Review: Balearic veteran James Bright - formerly one-half of Lux alongside Steve 'Afterlife' Miller - flexes his electronic muscles on this three-tracker for Sprechen. 'These Machines' itself kicks things off, fusing elements of Italo and vintage acid into an angular concoction that's sure to inspire the thowing of a few shapes out on the floor. 'Vibration' then takes us into proper Balearic territory, being a piano-sprinkled head-nodder powered along by a pleasingly chunky bassline, while 'Hot Metropolis' offers up a more contemplative, late-night variation on the overall synth-y theme. Forward-thinking stuff as ever from the Manchester label.
Review: Based in Jakarta in Indonesia, where he works as a tattooist and graphic designer by day and DJs by night, Bayu Putra Pratama AKA Baypoet has just one previous release to his name that we know of, on the Metropolis label. Now he comes to Manchester's Sprechen with a two-tracker that blends house, disco, prog and Italo influences. It's probably the latter that gives 'Outer' most of its flavour - just check out those analogue synth throbs. It's the title cut that stands out for yours truly, though - mostly thanks to some old school hands-in-the-air pianos that render the mid-section a truly uplifting experience.

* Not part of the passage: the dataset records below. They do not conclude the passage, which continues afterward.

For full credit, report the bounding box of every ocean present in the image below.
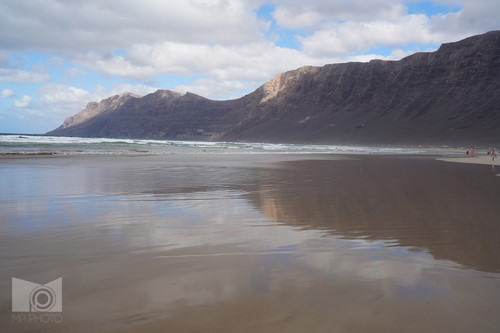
[0,134,451,155]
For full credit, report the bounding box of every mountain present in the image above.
[47,31,500,144]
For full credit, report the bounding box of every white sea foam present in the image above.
[0,134,429,155]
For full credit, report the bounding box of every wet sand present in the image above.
[0,154,500,332]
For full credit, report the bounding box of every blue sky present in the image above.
[0,0,500,133]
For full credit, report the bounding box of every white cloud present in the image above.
[14,95,31,108]
[39,84,90,105]
[273,7,322,29]
[0,0,261,53]
[300,14,466,56]
[0,67,49,83]
[0,88,15,98]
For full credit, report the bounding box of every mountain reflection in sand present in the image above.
[0,155,500,332]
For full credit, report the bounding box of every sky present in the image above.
[0,0,500,133]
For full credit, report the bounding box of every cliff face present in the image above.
[48,31,500,144]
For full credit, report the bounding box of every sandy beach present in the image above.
[0,154,500,332]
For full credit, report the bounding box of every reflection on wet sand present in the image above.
[252,157,500,272]
[0,155,500,332]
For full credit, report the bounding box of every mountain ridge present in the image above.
[48,31,500,144]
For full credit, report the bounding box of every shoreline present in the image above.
[436,156,500,166]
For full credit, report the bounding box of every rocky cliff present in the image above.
[48,31,500,144]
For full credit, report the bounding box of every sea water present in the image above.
[0,134,436,155]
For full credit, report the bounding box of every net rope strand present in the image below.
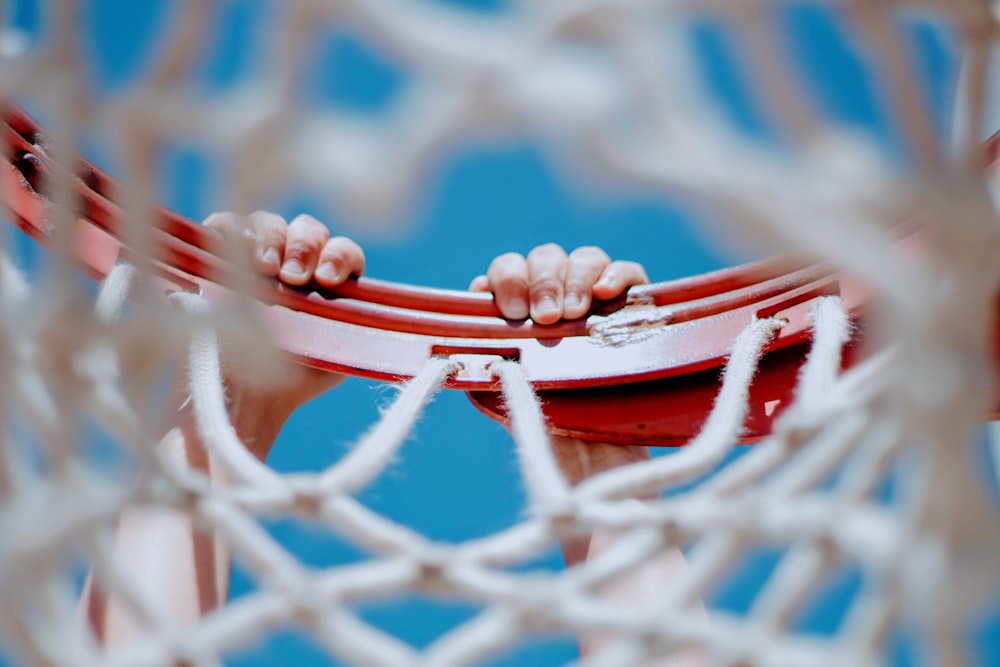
[0,0,1000,667]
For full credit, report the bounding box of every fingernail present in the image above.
[261,247,281,267]
[281,259,306,276]
[507,296,528,319]
[316,262,343,283]
[535,296,559,315]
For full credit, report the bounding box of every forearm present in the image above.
[82,390,290,645]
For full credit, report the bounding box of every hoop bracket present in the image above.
[7,107,1000,444]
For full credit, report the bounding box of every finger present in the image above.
[316,236,365,287]
[594,261,649,299]
[528,243,567,324]
[278,215,330,285]
[486,252,529,320]
[247,211,288,277]
[203,211,254,262]
[563,246,611,319]
[469,276,490,292]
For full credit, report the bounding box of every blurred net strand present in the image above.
[0,1,996,666]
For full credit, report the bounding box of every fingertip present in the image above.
[531,295,563,324]
[278,259,309,286]
[563,292,590,320]
[316,261,348,287]
[257,243,281,277]
[497,295,531,320]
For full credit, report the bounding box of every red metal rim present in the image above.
[0,107,1000,444]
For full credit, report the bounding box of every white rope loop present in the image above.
[492,361,570,513]
[575,319,782,502]
[316,357,458,496]
[0,0,998,667]
[172,292,283,488]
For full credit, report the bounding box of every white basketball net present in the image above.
[0,0,1000,666]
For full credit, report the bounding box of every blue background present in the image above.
[0,0,1000,666]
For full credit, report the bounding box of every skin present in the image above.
[82,211,683,664]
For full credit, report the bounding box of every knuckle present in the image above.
[491,273,528,294]
[531,278,562,298]
[528,243,566,261]
[285,239,320,259]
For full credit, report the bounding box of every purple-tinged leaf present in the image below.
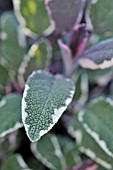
[46,0,86,32]
[79,38,113,70]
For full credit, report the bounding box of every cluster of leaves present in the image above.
[0,0,113,170]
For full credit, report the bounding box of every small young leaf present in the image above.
[1,154,30,170]
[79,39,113,69]
[86,0,113,36]
[13,0,50,35]
[79,97,113,159]
[0,93,23,137]
[0,12,27,71]
[31,133,66,170]
[22,70,75,142]
[46,0,85,32]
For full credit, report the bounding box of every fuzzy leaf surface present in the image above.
[0,93,23,137]
[1,154,30,170]
[22,70,75,142]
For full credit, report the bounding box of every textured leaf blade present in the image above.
[79,39,113,69]
[13,0,50,35]
[0,94,23,137]
[46,0,85,32]
[0,12,27,71]
[31,133,66,170]
[1,154,30,170]
[79,97,113,158]
[22,70,75,141]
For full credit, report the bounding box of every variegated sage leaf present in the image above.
[46,0,86,32]
[79,97,113,159]
[22,70,75,142]
[1,154,30,170]
[0,93,23,137]
[13,0,50,35]
[79,38,113,69]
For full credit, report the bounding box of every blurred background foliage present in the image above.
[0,0,113,170]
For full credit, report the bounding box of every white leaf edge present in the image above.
[22,70,75,142]
[0,99,23,138]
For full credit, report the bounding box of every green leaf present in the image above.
[31,133,66,170]
[79,38,113,70]
[46,0,85,32]
[1,154,30,170]
[68,113,113,169]
[0,93,23,137]
[13,0,50,34]
[0,65,8,88]
[86,0,113,36]
[79,97,113,159]
[22,70,75,142]
[0,12,27,71]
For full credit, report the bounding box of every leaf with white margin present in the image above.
[45,0,86,32]
[86,0,113,36]
[22,70,75,142]
[31,133,67,170]
[68,113,113,169]
[13,0,53,35]
[79,38,113,70]
[79,97,113,159]
[1,154,30,170]
[0,12,27,71]
[0,93,23,137]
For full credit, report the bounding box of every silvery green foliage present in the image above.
[0,93,23,137]
[22,70,75,142]
[79,38,113,69]
[0,12,27,71]
[1,154,30,170]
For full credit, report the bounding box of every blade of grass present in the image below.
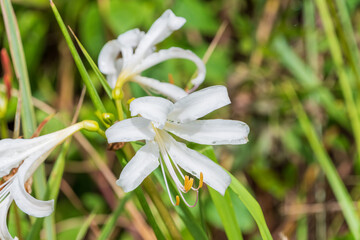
[69,27,112,99]
[76,212,97,240]
[0,0,36,138]
[98,192,133,240]
[316,0,360,165]
[283,82,360,239]
[199,146,243,239]
[304,0,319,72]
[50,0,106,113]
[335,0,360,87]
[228,172,272,240]
[116,151,165,239]
[272,36,349,129]
[0,0,50,238]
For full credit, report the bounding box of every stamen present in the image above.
[168,73,175,84]
[126,98,135,105]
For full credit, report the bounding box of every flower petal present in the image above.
[134,47,206,90]
[0,196,17,240]
[160,131,231,195]
[132,75,188,101]
[168,86,230,123]
[130,96,173,128]
[105,117,155,143]
[10,149,54,217]
[116,141,159,192]
[132,9,186,64]
[164,119,250,145]
[98,40,121,74]
[117,28,145,48]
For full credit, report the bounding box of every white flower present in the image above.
[105,86,249,204]
[98,10,206,100]
[0,121,98,239]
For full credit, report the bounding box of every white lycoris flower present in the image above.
[98,10,206,100]
[105,86,250,205]
[0,121,98,240]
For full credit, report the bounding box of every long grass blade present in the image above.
[50,1,106,113]
[0,0,36,138]
[316,0,360,165]
[229,173,272,240]
[98,193,132,240]
[69,27,112,99]
[199,146,242,239]
[283,82,360,239]
[272,36,349,128]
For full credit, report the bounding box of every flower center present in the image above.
[153,126,204,207]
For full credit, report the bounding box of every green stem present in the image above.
[283,82,360,239]
[0,118,9,139]
[316,0,360,164]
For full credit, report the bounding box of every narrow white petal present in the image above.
[105,117,155,143]
[0,196,17,240]
[132,75,188,101]
[130,96,173,128]
[161,131,231,195]
[11,179,54,217]
[10,152,54,217]
[117,28,145,48]
[130,9,186,62]
[98,40,121,74]
[0,125,79,177]
[134,47,206,88]
[164,119,250,145]
[168,86,230,123]
[116,141,159,192]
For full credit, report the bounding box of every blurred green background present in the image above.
[0,0,360,239]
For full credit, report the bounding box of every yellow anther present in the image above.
[199,172,204,188]
[184,176,194,192]
[175,195,180,206]
[126,98,135,105]
[112,87,124,100]
[101,113,115,125]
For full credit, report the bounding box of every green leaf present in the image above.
[76,212,97,240]
[70,29,112,99]
[98,193,132,240]
[283,82,360,239]
[50,1,106,113]
[201,146,243,240]
[0,0,49,238]
[0,0,36,138]
[228,172,272,240]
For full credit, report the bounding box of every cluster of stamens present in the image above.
[153,126,204,207]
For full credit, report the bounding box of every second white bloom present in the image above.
[106,86,249,204]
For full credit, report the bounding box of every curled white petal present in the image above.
[0,125,79,177]
[105,117,155,143]
[129,9,186,64]
[117,28,145,48]
[164,119,250,145]
[0,196,17,240]
[168,86,230,123]
[161,131,231,195]
[116,141,159,192]
[134,47,206,88]
[98,40,121,74]
[130,96,173,128]
[133,75,188,101]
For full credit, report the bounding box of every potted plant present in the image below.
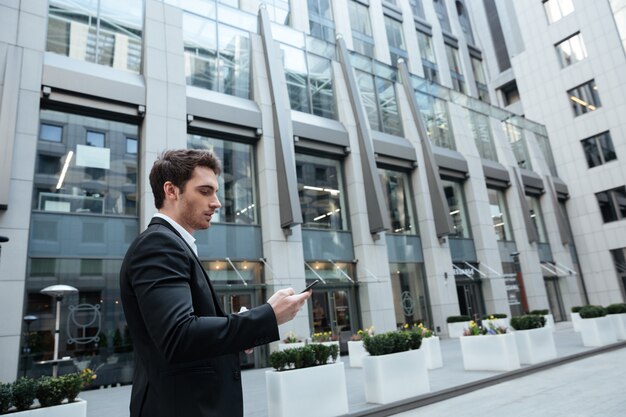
[579,305,617,347]
[482,313,510,328]
[363,330,430,404]
[404,323,443,369]
[446,316,471,338]
[511,314,556,364]
[460,321,520,371]
[265,344,348,417]
[570,306,583,332]
[311,332,341,361]
[348,326,374,368]
[278,331,305,350]
[606,303,626,340]
[528,309,554,331]
[0,369,95,417]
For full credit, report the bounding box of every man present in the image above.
[120,150,311,417]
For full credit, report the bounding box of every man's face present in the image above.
[176,167,222,233]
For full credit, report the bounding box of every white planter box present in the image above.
[8,398,87,417]
[514,327,556,364]
[580,316,617,347]
[420,336,443,369]
[570,313,582,332]
[360,349,430,404]
[448,321,469,338]
[460,333,520,371]
[311,341,341,363]
[348,340,369,368]
[607,314,626,340]
[265,363,348,417]
[278,342,305,350]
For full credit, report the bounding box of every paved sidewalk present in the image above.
[80,322,626,417]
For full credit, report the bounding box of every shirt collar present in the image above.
[153,213,198,256]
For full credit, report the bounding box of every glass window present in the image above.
[567,80,602,116]
[46,0,143,72]
[555,33,587,68]
[378,168,418,235]
[409,0,426,19]
[280,44,336,119]
[580,132,617,168]
[415,91,456,150]
[126,138,137,155]
[39,123,63,142]
[446,44,465,94]
[487,188,513,240]
[502,122,532,170]
[441,180,471,238]
[85,130,104,148]
[385,16,408,65]
[307,0,335,43]
[596,186,626,223]
[543,0,574,23]
[471,57,491,103]
[526,195,548,243]
[389,263,433,329]
[433,0,452,33]
[33,110,139,216]
[348,0,374,57]
[417,30,439,83]
[456,0,476,45]
[183,13,250,98]
[296,154,348,230]
[468,109,498,162]
[187,134,258,224]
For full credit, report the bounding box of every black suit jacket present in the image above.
[120,217,279,417]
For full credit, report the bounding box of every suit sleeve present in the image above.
[128,231,279,363]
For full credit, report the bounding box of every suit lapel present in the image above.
[148,217,226,316]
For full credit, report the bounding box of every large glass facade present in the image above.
[415,91,456,150]
[187,134,258,225]
[487,188,513,241]
[183,12,251,98]
[351,54,403,136]
[20,110,139,385]
[296,154,348,230]
[274,32,337,119]
[389,263,433,328]
[378,168,418,235]
[46,0,143,72]
[467,109,498,162]
[441,180,471,238]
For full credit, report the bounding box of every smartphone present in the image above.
[300,279,320,294]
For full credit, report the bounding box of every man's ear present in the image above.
[163,181,178,200]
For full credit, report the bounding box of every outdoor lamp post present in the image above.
[22,315,39,376]
[40,285,78,376]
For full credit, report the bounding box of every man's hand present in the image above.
[267,288,313,325]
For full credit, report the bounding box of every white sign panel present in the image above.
[76,145,111,169]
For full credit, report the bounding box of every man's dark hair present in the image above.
[150,149,222,209]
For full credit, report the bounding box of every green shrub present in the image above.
[363,330,422,356]
[511,314,546,330]
[578,306,606,319]
[446,316,471,323]
[606,303,626,314]
[11,377,38,411]
[37,376,65,407]
[269,343,339,371]
[483,313,508,320]
[0,382,12,414]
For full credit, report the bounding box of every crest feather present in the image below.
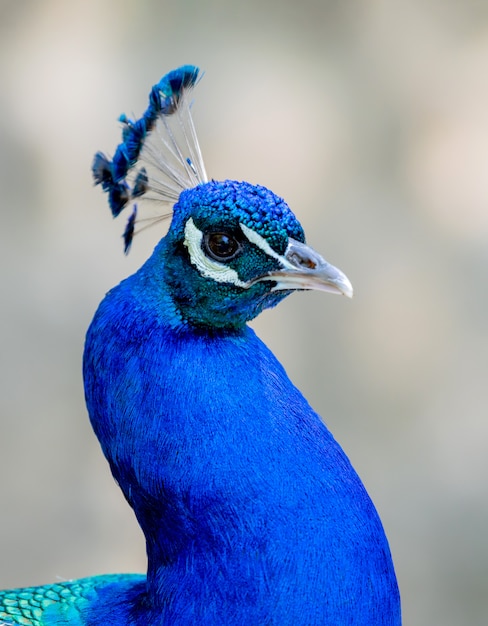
[92,65,208,252]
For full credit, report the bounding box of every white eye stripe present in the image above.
[239,224,296,269]
[183,217,294,289]
[183,217,247,289]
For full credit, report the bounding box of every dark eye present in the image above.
[203,232,241,261]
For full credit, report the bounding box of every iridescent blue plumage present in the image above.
[0,66,401,626]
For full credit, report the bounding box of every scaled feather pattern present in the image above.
[0,65,401,626]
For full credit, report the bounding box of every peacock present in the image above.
[0,65,401,626]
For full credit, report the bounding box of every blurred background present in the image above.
[0,0,488,626]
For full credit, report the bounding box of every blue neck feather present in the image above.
[84,240,399,625]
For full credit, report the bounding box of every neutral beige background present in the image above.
[0,0,488,626]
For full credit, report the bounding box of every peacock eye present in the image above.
[203,232,241,261]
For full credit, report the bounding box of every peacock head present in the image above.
[92,66,353,327]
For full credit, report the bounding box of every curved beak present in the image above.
[252,239,353,298]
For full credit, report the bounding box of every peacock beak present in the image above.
[252,239,353,298]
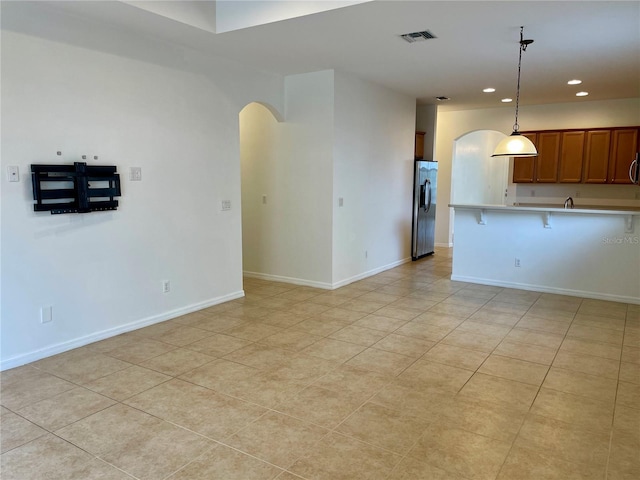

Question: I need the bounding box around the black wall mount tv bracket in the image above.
[31,162,120,214]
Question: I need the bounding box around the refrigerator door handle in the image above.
[424,178,431,212]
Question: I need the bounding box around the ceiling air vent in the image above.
[400,30,437,43]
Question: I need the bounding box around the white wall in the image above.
[1,15,283,368]
[332,73,416,285]
[240,71,334,288]
[451,130,509,205]
[451,208,640,304]
[435,98,640,248]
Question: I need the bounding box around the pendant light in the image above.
[491,27,538,157]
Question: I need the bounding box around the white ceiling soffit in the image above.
[120,0,371,33]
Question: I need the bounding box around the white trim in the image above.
[0,290,244,371]
[333,257,411,289]
[451,275,640,305]
[242,271,333,290]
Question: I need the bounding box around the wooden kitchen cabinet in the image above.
[534,132,562,183]
[415,132,425,160]
[513,133,538,183]
[558,130,585,183]
[608,128,638,183]
[583,130,611,183]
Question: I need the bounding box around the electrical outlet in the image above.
[40,305,53,323]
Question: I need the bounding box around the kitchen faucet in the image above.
[564,197,573,208]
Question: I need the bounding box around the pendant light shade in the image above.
[491,132,538,157]
[491,27,538,157]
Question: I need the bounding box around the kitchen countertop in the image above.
[449,203,640,215]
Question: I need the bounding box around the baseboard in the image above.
[333,257,411,289]
[242,272,333,290]
[451,275,640,305]
[0,290,244,371]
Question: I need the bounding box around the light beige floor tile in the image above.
[167,445,282,480]
[226,412,328,468]
[346,348,415,375]
[153,325,213,347]
[104,338,177,364]
[394,320,462,342]
[515,415,610,469]
[16,387,115,431]
[224,323,282,342]
[32,346,134,384]
[398,360,473,393]
[478,354,549,386]
[469,308,521,327]
[515,314,571,335]
[140,348,216,377]
[260,329,323,352]
[531,388,613,431]
[409,422,511,480]
[186,334,252,357]
[616,382,640,409]
[329,325,386,347]
[620,362,640,385]
[56,405,214,480]
[460,373,538,411]
[288,433,402,480]
[567,324,624,345]
[553,351,620,379]
[493,340,558,365]
[86,365,171,401]
[542,367,617,405]
[370,383,455,421]
[336,403,430,454]
[275,385,362,429]
[505,328,564,348]
[0,367,76,410]
[441,396,525,442]
[180,359,260,390]
[622,345,640,365]
[302,338,366,362]
[314,365,394,400]
[560,337,622,360]
[388,457,464,480]
[373,333,435,358]
[0,408,47,453]
[126,379,265,440]
[497,446,604,480]
[0,434,132,480]
[442,329,502,353]
[224,344,291,370]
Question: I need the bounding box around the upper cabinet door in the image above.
[513,133,538,183]
[609,128,638,183]
[536,132,561,183]
[584,130,611,183]
[558,131,584,183]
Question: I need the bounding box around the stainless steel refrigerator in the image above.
[411,160,438,260]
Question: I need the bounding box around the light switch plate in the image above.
[7,165,20,182]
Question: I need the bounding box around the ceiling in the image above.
[3,0,640,110]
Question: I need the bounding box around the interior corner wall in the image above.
[0,22,283,369]
[331,72,416,285]
[240,70,334,288]
[435,98,640,248]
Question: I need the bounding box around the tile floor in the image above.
[0,249,640,480]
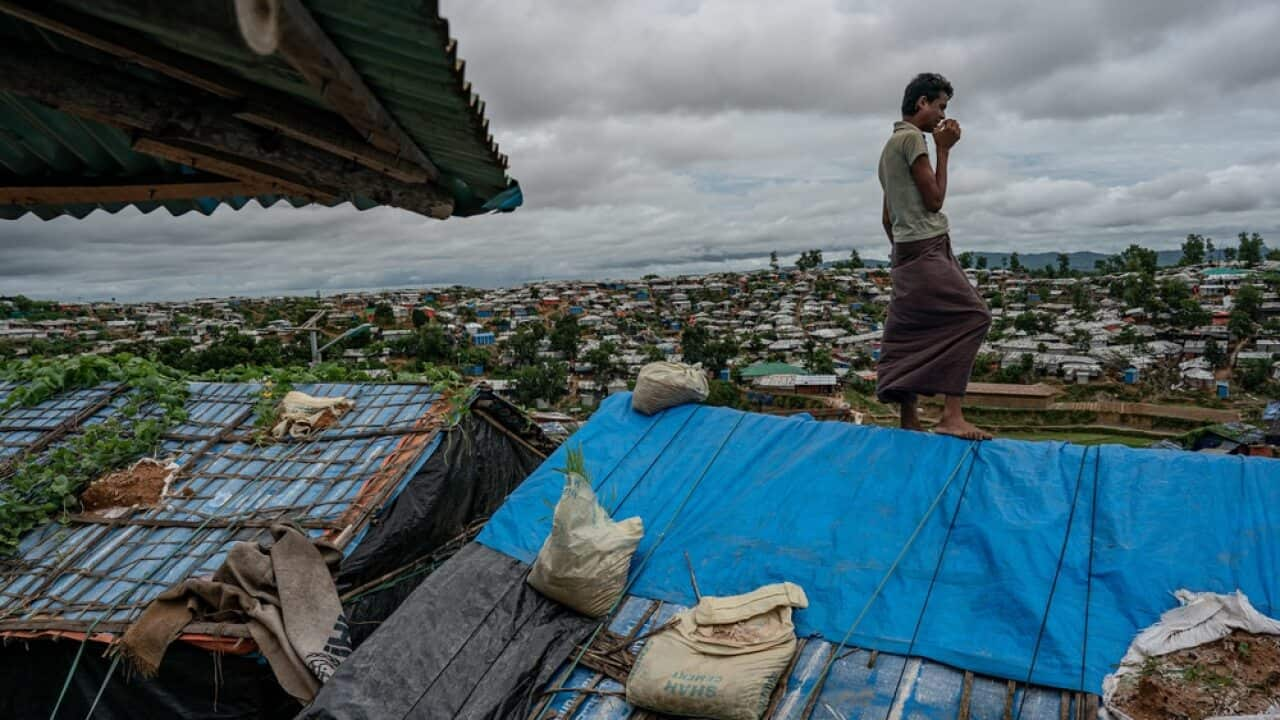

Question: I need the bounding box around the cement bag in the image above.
[1100,589,1280,720]
[627,583,809,720]
[631,363,710,415]
[529,451,644,618]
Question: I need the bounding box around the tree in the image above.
[582,341,622,383]
[809,347,836,375]
[796,250,822,270]
[703,379,744,407]
[512,363,568,405]
[1178,233,1204,265]
[680,324,710,365]
[1233,284,1262,320]
[1235,360,1271,392]
[1120,245,1160,275]
[413,323,453,364]
[1226,307,1257,340]
[552,315,582,360]
[1071,281,1096,319]
[1204,338,1226,368]
[507,323,547,368]
[1014,313,1041,334]
[1160,281,1212,328]
[374,302,396,328]
[1238,232,1262,268]
[703,337,739,373]
[1116,325,1138,345]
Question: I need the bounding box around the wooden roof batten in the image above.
[0,47,453,218]
[236,0,439,176]
[0,0,439,182]
[0,0,454,219]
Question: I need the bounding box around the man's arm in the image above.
[911,120,960,213]
[881,195,893,245]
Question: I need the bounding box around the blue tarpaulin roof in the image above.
[479,393,1280,693]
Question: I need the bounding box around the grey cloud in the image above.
[0,0,1280,299]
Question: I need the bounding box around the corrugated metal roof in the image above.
[0,383,445,632]
[543,596,1089,720]
[0,0,522,219]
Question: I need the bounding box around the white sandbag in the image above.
[631,363,710,415]
[627,583,809,720]
[529,451,644,618]
[271,389,356,441]
[1100,589,1280,720]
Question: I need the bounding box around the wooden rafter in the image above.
[0,178,282,206]
[0,0,439,183]
[0,47,453,218]
[237,0,430,174]
[133,137,338,202]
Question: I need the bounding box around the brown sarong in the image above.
[876,234,991,402]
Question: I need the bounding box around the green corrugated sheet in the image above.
[742,363,808,379]
[0,0,521,219]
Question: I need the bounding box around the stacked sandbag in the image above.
[529,450,644,618]
[626,583,809,720]
[631,363,710,415]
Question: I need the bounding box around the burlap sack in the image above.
[631,363,710,415]
[627,583,809,720]
[529,471,644,618]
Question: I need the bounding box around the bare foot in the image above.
[933,418,995,439]
[897,397,924,432]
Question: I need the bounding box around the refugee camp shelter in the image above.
[0,0,522,219]
[0,383,553,717]
[305,395,1280,720]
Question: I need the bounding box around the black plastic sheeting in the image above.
[338,416,543,647]
[298,543,594,720]
[0,638,301,720]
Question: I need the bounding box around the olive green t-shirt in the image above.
[879,120,951,242]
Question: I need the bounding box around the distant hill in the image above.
[974,250,1183,270]
[844,250,1183,270]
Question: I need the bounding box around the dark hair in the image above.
[902,73,955,115]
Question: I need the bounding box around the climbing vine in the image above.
[201,363,471,445]
[0,355,187,555]
[0,354,471,555]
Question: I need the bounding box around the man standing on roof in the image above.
[876,73,991,439]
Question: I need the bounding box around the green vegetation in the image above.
[0,355,187,553]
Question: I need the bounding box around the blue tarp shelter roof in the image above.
[479,393,1280,693]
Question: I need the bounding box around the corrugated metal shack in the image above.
[0,0,522,219]
[0,383,552,717]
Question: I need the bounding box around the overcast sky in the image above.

Review: No less a personage than dance music historian extraordinaire Bill Brewster is the man wearing the 'selecter' hat for this five-track V/A offering from Stretford-based Sprechen. Andy Buchan's 'Reasons' is a reworking of Ian Dury classic 'Reasons To Be Cheerful', Yum Yum Club's 'An Acid Love Feel Track' bites Donna Summer and Yootis's 'Preach' takes liberties with the Peech Boys' 'Don't Make Me Wait'; that suggests the other two cuts may also be re-edits, though if that's true we couldn't tell you what of! All the same, these are five reliable workouts that'll get contemporary disco floors shimmying for sure.
Review: Chris Massey's label outta the UK has been going strong in 2021 with a string of releases that's taken in jams from Elliott Lion and classy Leeds act PBR StreetGang - alongside debuting the sounds Psychederek. Keeping it bouncing is JIGGYJIGGYJIGGY with The Gyration E.P. that introduces a fresh new name to the Sprechen label via four rave-tainted, techy, disco and classic house bangers. With slamming claps, rhodesy keys and deft "Who's Afraid Of Detroit" references killing it in "Hot At The Time", "Kong" keeps it deep yet warm with its bassline and pads - and with trippy vocals to boot - find some straight up soulful and warm house numbers in "I Can't Describe". With some gnarly electro thrown in the mix thanks to "Venezuela", it's an EP super reminiscent of an emerging Azari & III - Hungry For The Power!
Review: An apt title here for an EP that comes from a Leeds-based duo on a label that's headquartered in Stretford. The EP packs two tracks in four mixes, and is very much the proverbial game of two halves: Bonar Bradbury and Tom Thorpe's two originals both draw heavily on Italo/cosmic disco for inspiration, the latter also having something of an epic, proggy kinda feel, but the accompanying remixes - Elle's Gotta Chase Paradise Reshape of 'GCP' and the Psychederek Remix of 'Condor' - have much more of an indie-ish edge, the former rocking an almost coldwave/goth-y vibe while the latter recalls assorted UK indie bands' late 80s electronic dabblings.